Again, these offers can be used as leverage. Maybe you have been doing business with a particular credit union for 10 years. You trust the credit union and would like to take advantage of a 3.1% loan offer. A completely new bank is willing to approve a loan at 3.0%. You could inform the credit union of the 3.0% deal and see if they would be willing to match it. If so, then you get a great rate along with the ability to continue doing business with a lender you greatly trust.
2- Read the Terms Closely
The terms and conditions associated with the loan should never be taken for granted. The second you sign your name to the loan contract. Not all terms reflect the most favorable conditions for the loan. An “early payment” penalty might be in effect. With this term, paying off a three-year loan at the two-year mark could require an additional fee to cover the lender’s interest loss.

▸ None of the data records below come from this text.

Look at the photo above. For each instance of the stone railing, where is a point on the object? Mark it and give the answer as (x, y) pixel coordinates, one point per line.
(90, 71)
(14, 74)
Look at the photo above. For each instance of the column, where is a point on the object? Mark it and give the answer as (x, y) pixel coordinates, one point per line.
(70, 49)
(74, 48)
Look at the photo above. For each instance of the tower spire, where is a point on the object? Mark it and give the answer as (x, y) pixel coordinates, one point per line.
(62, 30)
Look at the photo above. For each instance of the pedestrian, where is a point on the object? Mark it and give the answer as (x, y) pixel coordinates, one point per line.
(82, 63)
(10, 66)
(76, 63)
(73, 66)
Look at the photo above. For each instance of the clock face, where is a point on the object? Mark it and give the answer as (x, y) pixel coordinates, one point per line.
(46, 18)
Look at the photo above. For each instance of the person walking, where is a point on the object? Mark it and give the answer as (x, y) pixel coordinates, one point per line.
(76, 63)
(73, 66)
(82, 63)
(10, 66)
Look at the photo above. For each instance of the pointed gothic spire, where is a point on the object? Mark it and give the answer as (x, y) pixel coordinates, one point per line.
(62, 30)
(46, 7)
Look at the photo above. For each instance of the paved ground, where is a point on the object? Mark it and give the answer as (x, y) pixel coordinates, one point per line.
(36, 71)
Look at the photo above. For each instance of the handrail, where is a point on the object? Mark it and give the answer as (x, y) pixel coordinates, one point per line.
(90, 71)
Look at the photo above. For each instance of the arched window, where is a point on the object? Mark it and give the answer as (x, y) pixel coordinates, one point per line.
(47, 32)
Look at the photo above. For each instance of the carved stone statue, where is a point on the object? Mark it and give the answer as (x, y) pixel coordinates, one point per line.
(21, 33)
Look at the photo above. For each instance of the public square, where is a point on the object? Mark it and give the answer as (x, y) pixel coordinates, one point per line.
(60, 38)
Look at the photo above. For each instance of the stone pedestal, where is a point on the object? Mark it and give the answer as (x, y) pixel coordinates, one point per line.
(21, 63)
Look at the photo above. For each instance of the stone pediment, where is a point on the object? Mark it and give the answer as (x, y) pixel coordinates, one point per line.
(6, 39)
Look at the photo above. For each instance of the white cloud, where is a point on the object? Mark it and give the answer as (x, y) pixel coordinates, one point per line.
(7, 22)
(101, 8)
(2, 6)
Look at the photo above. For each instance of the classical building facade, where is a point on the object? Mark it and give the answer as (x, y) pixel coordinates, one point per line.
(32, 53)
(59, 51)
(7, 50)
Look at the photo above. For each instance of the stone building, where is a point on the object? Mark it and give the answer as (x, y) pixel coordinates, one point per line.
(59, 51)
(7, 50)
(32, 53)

Not reading the fine print on the loan contract might lead to an unpleasant surprise when choosing to pay off the loan early.
The terms and conditions associated with a loan contract aren’t filler items added to take up paper. They reflect binding conditions associated with taking out the loan. Read all line items and terms in the contract. Doing so makes smart business sense since you don’t want to sign a loan that turns out to be an undesirable one.
3- Work on Improving Your Credit Score
The receipt of a good interest rate often rests on how good your credit score is. A weak credit score leads to equally weak loan interest rates. Fair credit won’t exactly lead to many pre-approval offers. Bad credit almost forces a borrower to work with a sub-prime lender. Any lender willing to work with a high-risk borrower has to charge excessive interest rates. A borrow may get a loan approval, but the cost of loan can be tremendous.
To improve the chances of getting a great loan offer, borrowers should work hard at improving their credit score. Improving a score can be done immediately. With the right effort over a consistent period of time, a credit score may climb upwards relatively quickly. Cutting back on unnecessary spending and paying down debts over the course of a year could lead to a great loan offer. For those unable to avoid accepting a sub-prime auto loan, work on fixing your credit and then see what refinancing options exist.